A habit I’m reinstating: yoga, once a week. I went to a free class on my birthday, and renewed my commitment to practice more regularly, and not just in my office (although that counts too, and is valuable). I like being pushed, in a class setting, to hold poses longer than comfortable. I like the community feeling, too. And I’ve become excellent at savasana. I’m serious! When I started practicing yoga, four years ago, I hated lying in the final pose, and had to force myself to be still and stay in the room. I was absolutely itching to get up and get going — after all, the hard work was done; what was the point of lying around?
Now I open my eyes and think, Uh-oh, there are only two people left in here, and the next class is waiting to get in. And while I haven’t been asleep in savasana, I have been away.

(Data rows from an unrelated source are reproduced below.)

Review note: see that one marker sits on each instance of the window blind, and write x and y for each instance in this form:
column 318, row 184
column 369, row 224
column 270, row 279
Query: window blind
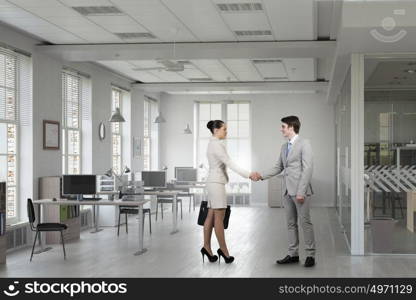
column 15, row 87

It’s that away-ness, that emptying out, that I’m committing to again this year. I remind myself, again, that I can’t grab for things; that isn’t how it works. The things that are truly worthwhile arrive, alight like the gifts they are. The moments we live for. I’m not saying sit back and relax while the universe takes care of everything. I’m saying, prepare yourself always for these moments of grace, and recognize them when they come. That’s all. Choose work you love, if you can, so that the process always seems to be renewing and refreshing itself, so you’ll always have more to learn, so you’ll stay curious and engaged.
After yesterday’s class, I found myself reflecting on the word “discernment.” (Fellow Mennonites are likely to be familiar with this word.) It’s a word I’ve long disliked. At worst, I suspect it of being code for “refusal to decide” or “failure to take a stand” or “terminal wishy-washyness” or “paralysis of purpose.” (Can you tell I would flunk at committee meetings?) I’m not against reflection or debate or consideration. But at a certain point — and who’s to say when this is? — the discernment must end and the decision-making begin.

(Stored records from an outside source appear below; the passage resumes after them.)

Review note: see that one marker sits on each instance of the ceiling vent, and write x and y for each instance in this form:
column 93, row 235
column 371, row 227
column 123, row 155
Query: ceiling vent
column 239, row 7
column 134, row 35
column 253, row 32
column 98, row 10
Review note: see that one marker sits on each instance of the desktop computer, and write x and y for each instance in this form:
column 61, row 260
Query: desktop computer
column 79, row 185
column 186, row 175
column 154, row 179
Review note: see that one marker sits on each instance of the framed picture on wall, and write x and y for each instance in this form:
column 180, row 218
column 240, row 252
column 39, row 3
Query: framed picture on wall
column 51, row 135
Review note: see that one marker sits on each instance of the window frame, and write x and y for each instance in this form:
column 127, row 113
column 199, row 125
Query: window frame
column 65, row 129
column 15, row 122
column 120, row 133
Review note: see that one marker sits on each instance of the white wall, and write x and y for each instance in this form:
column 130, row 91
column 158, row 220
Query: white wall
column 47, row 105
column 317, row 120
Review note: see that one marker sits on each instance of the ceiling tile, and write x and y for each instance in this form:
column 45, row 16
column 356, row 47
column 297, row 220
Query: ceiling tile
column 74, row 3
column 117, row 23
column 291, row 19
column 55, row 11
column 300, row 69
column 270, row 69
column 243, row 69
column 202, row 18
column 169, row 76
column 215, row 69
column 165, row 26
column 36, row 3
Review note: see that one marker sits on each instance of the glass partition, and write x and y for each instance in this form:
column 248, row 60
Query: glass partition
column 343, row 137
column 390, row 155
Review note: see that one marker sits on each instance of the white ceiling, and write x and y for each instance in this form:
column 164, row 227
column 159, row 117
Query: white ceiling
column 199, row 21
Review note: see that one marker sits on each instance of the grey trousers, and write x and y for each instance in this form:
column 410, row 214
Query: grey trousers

Or maybe that’s my problem with discernment. Maybe I don’t like for discernment to be artificially separated out from action. Maybe the way I figure things out is to do, to try, to practice, to hash it out along the way, to stuff my foot in my mouth from time to time and learn the hard way. Maybe I believe less in coming around to clarity, than in going on gut and whim and instinct. I really don’t know. Too many questions, too much guilt, too much worry about being politically correct or causing offence, and I grind to a halt, afraid to do or try or say anything. But the opposite of discernment is Rob Ford: shameless empty entitled belligerent self-pitying posturing. There’s got to be a middle ground. There’s got to be a way to be in this world that is considerate and out-spoken, compassionate and practical, whole and vulnerable, open and strong, clear and welcoming, thoughtful and active.
There’s got to be.
That’s my savasana reflection, from January 9th, 2014. Perhaps this will be the first in a small, ongoing series.